The Verdict: Send him to the sun

The Why: Absolutely cut Kendall Lamb. If you disagree feel free to send messages to our HR Department: @RyanOnBroadway.

Jeffery Simmons

  • Current Cap Hit: $4,029,376
  • Cap Savings after Restructure: $0
  • Cap Savings after Extension: $1,005,500
  • Cap Savings Pre-June 1st Cut: $0
  • Cap Savings Post-June 1st Cut: $0

The Verdict: Do nothing

The Why: There is no reason right now to even full with an extension. Use the 5th year option and move on, and do a contract later.

A.J. Brown

  • Current Cap Hit: $4,518,703
  • Cap Savings after Restructure: $0
  • Cap Savings after Extension: $2,416,800
  • Cap Savings Pre-June 1st Cut: $3,986,000
  • Cap Savings Post-June 1st Cut: $3,986,000

The Verdict: Extension

The Why: This was almost a do nothing, because I don’t feel its an absolute necessity to have an extension done this offseason, but really, why not. Just do it, save some money with an extension and make everyone happy.

Conclusion

With the moves above the Titans would be able to have plenty of room to make this team into an instant Super Bowl favorite using this money to make some big free agent splashes, like maybe getting Chris Godwin, or getting one or two of the top flight tight ends available.

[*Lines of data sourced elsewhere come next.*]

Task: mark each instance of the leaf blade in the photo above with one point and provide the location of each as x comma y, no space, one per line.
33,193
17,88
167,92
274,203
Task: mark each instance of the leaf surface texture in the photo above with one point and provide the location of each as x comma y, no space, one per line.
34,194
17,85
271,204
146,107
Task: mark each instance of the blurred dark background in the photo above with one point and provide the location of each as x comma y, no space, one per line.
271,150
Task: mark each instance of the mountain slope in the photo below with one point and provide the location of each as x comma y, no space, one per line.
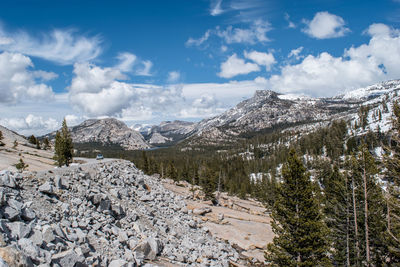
268,110
107,131
169,132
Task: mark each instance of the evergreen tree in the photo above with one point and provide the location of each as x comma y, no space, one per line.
145,164
369,213
297,221
58,149
46,143
337,210
32,139
1,138
63,146
21,165
392,162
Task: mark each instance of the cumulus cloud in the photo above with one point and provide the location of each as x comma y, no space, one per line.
126,61
61,46
18,81
256,32
206,105
326,75
291,25
325,25
197,42
174,76
216,9
235,66
262,59
30,124
295,53
146,68
101,91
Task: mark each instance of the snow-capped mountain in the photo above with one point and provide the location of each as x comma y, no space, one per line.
169,132
269,110
107,131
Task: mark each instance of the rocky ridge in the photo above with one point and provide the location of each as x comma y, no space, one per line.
107,131
268,109
168,131
106,214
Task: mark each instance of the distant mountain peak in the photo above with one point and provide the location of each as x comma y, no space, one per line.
265,94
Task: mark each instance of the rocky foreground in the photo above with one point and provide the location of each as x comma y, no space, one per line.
106,214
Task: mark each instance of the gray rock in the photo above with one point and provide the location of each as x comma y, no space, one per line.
105,205
28,214
11,213
3,263
118,263
29,248
48,234
58,182
67,258
19,230
47,188
7,180
201,211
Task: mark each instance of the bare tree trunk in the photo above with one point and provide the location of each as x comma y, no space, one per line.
366,212
355,221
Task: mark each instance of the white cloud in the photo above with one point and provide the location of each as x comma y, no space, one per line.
235,66
18,82
173,76
73,120
262,59
295,53
60,46
197,42
255,33
146,70
216,9
326,75
101,92
126,61
30,124
198,108
325,25
291,25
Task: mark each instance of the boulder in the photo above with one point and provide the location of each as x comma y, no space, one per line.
14,257
67,259
7,180
201,211
47,188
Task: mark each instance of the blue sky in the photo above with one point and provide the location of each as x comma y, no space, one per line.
148,61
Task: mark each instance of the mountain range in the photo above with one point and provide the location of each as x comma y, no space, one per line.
264,111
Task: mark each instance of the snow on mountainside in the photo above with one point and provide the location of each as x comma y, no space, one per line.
169,131
108,131
268,109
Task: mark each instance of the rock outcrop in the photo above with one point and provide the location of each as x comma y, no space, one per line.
106,214
108,131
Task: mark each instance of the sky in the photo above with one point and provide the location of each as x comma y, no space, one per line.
144,62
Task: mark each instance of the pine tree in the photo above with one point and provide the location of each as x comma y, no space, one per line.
46,143
369,213
392,163
32,139
337,211
58,149
63,146
1,138
21,165
297,221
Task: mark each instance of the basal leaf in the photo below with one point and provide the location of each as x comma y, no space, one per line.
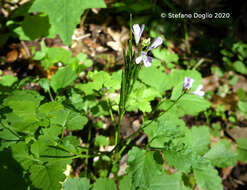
11,174
155,78
48,176
65,15
8,80
63,78
242,149
221,154
143,166
77,184
20,154
198,139
126,183
206,176
104,184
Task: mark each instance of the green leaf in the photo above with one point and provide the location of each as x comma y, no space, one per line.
206,176
55,55
104,184
77,184
20,154
181,160
243,107
7,138
8,80
126,183
177,81
24,104
143,166
188,104
65,15
166,129
198,139
11,174
48,176
221,154
76,121
165,55
63,78
155,78
141,97
242,149
240,67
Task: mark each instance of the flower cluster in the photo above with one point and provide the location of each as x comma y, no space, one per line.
147,60
188,84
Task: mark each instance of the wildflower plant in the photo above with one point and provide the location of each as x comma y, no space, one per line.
36,131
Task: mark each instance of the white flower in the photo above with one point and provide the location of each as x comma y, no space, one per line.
188,83
199,91
137,31
157,42
147,60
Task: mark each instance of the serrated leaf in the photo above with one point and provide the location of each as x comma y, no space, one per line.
206,176
164,130
126,183
221,154
155,78
141,97
10,169
63,78
143,167
177,81
104,184
198,139
20,154
8,80
240,67
187,105
77,184
242,149
181,160
7,138
65,15
76,121
23,104
165,55
48,176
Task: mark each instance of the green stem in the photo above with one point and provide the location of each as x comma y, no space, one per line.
110,111
51,97
187,43
87,151
128,139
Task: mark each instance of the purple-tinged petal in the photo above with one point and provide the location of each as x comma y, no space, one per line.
143,53
137,31
188,82
199,91
139,59
147,60
157,42
142,29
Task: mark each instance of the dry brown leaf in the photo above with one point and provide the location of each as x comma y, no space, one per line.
119,38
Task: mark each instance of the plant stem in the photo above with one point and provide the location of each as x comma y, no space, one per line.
87,151
128,139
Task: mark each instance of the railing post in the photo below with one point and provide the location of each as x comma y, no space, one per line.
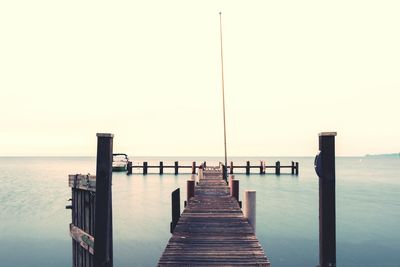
145,167
248,167
249,211
225,173
278,168
176,209
235,189
293,167
103,250
176,167
325,168
129,167
194,167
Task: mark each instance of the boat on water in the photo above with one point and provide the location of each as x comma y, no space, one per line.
120,162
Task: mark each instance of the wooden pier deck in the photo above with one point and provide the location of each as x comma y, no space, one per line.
212,230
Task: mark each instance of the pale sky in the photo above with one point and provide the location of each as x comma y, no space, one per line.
150,72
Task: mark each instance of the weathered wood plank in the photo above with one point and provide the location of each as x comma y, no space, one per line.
212,230
84,239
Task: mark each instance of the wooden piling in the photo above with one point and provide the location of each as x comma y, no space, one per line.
129,167
248,167
293,167
145,167
249,210
277,168
161,167
190,189
325,167
103,254
176,208
194,167
235,189
176,167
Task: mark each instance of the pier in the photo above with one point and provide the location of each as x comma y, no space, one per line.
262,167
212,230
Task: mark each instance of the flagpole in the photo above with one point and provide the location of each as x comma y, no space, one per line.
223,95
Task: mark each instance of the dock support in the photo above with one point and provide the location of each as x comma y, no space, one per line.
235,189
262,167
325,168
250,207
103,254
194,167
129,168
161,167
190,189
247,167
176,208
278,168
225,173
293,167
176,167
145,167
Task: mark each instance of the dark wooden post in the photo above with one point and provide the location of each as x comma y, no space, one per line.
235,189
293,167
190,189
129,167
176,167
161,167
325,168
145,167
194,167
103,250
248,167
176,209
278,168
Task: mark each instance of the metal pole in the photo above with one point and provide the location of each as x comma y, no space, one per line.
223,94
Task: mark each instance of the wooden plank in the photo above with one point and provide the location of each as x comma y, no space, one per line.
82,181
84,239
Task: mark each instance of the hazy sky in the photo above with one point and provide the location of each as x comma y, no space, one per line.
149,72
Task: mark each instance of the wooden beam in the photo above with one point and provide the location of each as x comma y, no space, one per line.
84,239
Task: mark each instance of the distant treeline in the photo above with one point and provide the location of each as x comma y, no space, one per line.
391,155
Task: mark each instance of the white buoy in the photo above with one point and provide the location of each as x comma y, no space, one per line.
250,207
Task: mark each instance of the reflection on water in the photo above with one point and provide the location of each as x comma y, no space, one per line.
34,222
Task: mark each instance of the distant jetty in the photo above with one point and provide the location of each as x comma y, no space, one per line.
391,155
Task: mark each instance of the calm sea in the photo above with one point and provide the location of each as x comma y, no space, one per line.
34,221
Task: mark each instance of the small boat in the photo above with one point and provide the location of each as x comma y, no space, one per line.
120,162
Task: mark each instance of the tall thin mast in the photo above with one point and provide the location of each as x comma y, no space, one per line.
223,91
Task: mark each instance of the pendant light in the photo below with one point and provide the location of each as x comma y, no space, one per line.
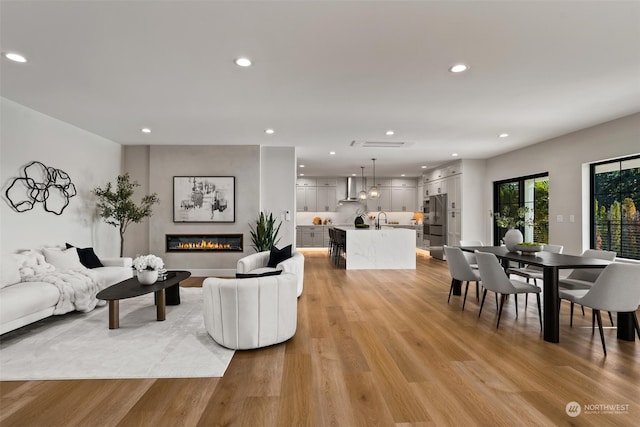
373,190
363,193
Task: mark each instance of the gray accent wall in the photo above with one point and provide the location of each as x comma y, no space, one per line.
264,179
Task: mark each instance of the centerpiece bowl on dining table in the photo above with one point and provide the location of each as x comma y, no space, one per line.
529,248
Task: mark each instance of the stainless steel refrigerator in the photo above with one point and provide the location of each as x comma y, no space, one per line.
437,223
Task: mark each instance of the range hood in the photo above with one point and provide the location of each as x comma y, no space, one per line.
352,192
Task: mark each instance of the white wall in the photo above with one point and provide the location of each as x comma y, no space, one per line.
278,190
565,158
473,178
90,161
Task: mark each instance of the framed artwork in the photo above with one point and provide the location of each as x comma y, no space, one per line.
204,199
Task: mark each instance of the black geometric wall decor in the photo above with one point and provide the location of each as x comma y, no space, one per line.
44,184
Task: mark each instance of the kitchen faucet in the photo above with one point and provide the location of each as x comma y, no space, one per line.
378,221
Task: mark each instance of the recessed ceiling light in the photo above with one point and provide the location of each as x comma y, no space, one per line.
459,68
243,62
15,57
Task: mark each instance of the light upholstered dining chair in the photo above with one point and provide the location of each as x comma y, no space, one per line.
495,279
617,288
471,258
460,270
584,278
533,271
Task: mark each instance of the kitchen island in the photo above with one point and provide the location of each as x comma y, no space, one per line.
387,248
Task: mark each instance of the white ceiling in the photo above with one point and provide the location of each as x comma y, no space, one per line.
327,73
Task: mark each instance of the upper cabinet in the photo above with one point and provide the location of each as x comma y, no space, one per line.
382,203
306,199
316,194
326,199
321,194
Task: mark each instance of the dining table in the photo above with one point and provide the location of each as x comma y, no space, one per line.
551,264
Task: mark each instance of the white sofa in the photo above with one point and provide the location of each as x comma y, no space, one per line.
257,264
27,294
250,313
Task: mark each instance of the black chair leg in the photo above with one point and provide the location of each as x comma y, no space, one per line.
466,290
571,315
484,294
539,310
502,298
635,322
611,318
599,318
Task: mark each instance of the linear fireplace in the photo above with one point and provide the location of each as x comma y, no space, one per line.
205,243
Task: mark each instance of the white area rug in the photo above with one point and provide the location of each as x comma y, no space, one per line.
81,345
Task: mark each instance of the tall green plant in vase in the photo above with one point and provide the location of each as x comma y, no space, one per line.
265,233
117,208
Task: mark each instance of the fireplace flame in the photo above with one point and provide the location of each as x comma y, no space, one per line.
203,244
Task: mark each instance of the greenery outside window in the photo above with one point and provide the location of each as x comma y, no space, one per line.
530,191
615,196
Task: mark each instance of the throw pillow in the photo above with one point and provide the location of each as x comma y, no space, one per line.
250,275
88,257
278,255
63,260
10,273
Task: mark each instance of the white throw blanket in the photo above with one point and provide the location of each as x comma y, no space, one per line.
78,289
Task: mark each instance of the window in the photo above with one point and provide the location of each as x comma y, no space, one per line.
615,194
530,191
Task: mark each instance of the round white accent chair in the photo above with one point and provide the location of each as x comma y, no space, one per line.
257,264
249,313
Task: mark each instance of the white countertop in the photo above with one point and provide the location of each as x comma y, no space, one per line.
387,248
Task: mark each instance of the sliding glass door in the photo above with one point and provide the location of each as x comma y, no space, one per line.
528,191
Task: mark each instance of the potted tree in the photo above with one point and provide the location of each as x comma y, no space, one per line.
117,207
512,222
265,234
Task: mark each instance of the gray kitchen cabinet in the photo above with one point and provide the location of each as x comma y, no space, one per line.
326,200
306,199
403,199
382,203
311,237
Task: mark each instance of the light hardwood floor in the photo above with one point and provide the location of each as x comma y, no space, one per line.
372,348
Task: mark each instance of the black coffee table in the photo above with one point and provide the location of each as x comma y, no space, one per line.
132,288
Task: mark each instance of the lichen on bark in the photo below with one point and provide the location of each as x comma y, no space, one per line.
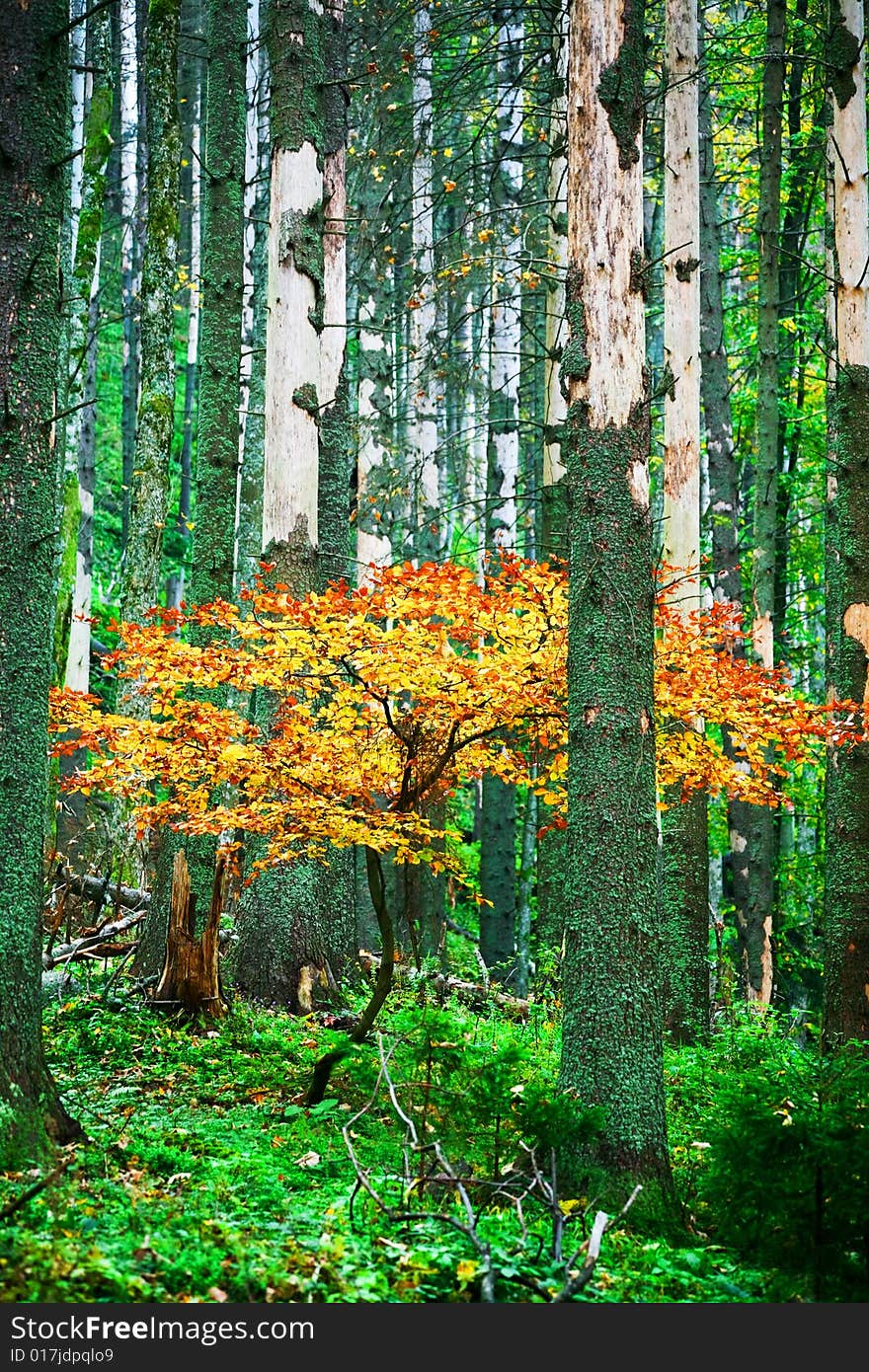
622,85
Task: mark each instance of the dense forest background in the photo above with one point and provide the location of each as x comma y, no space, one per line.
492,859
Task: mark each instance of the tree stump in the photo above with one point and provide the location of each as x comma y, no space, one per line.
190,980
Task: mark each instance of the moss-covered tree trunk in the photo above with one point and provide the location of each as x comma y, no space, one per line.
296,921
684,822
218,390
846,910
551,854
154,421
34,133
252,440
612,1027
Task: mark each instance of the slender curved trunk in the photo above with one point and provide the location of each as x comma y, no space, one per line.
34,132
684,820
296,921
846,906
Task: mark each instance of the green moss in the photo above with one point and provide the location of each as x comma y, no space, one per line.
685,267
841,55
621,90
306,398
301,233
576,362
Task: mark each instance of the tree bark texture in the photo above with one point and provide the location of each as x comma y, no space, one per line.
34,133
612,1026
846,908
154,420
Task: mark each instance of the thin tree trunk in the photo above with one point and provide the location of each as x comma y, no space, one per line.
423,424
35,123
129,202
551,854
612,1021
154,425
684,823
753,851
301,917
846,907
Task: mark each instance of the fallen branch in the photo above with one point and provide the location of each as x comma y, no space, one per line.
470,989
602,1223
95,888
11,1206
88,945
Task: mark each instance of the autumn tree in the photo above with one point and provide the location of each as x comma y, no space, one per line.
34,130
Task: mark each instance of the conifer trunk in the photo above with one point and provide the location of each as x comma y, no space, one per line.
684,823
34,133
612,1027
301,917
846,907
154,421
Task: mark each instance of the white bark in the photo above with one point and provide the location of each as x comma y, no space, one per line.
77,115
129,147
507,295
372,546
604,203
851,207
252,164
681,299
292,357
556,333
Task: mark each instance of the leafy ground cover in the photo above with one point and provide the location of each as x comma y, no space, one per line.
203,1178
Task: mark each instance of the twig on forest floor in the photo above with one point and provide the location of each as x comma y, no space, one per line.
11,1206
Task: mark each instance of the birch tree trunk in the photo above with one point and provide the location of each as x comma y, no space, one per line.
423,419
154,424
298,919
846,907
129,202
34,133
497,864
684,826
252,429
612,1027
753,850
551,851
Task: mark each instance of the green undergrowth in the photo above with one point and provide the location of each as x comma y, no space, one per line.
204,1178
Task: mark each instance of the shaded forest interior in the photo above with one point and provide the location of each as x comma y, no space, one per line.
434,542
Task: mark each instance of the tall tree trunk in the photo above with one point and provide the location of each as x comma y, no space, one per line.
301,915
426,516
129,210
846,907
551,848
724,477
497,862
252,429
191,200
612,1027
154,424
34,133
684,823
753,852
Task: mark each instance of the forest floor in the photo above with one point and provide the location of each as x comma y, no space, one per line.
203,1178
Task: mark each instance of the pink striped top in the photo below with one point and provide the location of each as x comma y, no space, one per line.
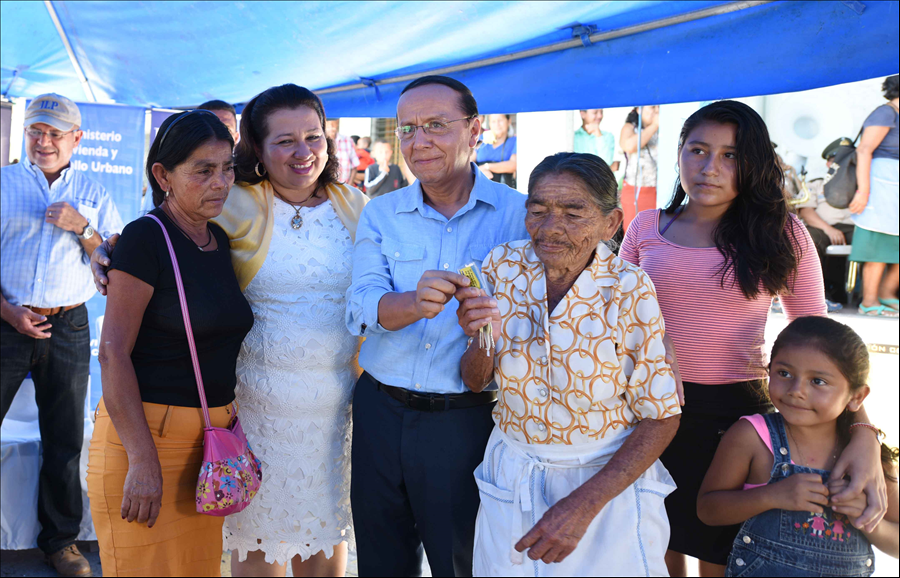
719,334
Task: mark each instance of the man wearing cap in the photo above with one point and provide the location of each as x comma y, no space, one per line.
51,220
828,226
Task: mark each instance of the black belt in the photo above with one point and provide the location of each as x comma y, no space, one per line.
437,401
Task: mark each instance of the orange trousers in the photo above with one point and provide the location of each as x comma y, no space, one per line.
646,201
182,542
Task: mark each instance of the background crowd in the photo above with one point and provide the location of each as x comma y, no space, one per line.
286,266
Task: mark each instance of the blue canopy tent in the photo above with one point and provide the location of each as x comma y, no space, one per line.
516,56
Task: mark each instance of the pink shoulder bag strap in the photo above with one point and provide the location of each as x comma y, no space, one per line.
230,474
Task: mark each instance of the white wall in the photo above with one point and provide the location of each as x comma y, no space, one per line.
539,135
356,125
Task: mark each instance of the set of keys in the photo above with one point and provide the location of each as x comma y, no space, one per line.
486,333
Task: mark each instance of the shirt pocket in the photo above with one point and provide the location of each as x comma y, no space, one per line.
89,210
477,254
406,262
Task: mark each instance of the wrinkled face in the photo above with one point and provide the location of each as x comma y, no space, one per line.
499,125
332,126
49,154
295,151
436,159
565,224
591,116
707,163
200,185
383,153
230,121
808,388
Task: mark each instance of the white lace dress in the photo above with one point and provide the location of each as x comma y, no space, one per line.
295,377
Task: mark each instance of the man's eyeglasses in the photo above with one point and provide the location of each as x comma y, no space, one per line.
53,134
432,128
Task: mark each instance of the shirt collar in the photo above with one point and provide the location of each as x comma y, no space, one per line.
483,190
65,175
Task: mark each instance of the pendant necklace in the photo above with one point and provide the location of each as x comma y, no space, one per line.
296,220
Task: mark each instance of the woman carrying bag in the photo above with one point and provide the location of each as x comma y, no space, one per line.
148,443
875,207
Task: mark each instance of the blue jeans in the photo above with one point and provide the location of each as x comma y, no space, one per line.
60,367
789,543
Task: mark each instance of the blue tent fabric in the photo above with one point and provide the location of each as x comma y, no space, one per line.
179,54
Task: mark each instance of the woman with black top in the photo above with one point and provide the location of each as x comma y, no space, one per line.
148,439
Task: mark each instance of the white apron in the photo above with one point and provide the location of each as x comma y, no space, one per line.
519,482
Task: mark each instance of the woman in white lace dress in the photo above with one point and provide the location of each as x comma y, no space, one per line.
291,226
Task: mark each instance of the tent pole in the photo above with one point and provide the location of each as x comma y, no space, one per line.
559,46
85,85
637,173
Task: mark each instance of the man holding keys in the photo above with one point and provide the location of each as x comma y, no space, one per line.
419,432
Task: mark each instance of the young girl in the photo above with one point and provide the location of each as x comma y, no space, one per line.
771,471
716,261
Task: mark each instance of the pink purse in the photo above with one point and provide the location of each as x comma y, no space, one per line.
230,474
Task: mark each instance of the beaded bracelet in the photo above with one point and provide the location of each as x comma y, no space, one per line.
878,433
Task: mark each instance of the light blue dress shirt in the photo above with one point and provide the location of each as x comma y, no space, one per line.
399,237
43,265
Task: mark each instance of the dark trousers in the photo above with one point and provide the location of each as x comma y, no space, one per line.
834,269
60,367
413,484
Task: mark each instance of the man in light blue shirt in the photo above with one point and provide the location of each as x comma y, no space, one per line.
419,432
51,220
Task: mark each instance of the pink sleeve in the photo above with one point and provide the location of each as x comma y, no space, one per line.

While I don’t predict every move chosen above will get done, I do think its a realistic possibility these 13 players’ contracts will be dealt with in some form or fashion.

Comments

  1. Great research and agree with most of the recommendations. I would not touch Tannehill. The downside of a flat restructure is just increasing the cap hit and dead money for the next year in the contract. I would cut Saffold, Jenkins and Lamm and save 20m. Extend Lewan to make it 30m. If you don’t touch Tannehill or Henry then it make ms it easier to move on following next year. A net of 24m in space should be enough to sign Landry and WR3/ TE and some FA depth pieces.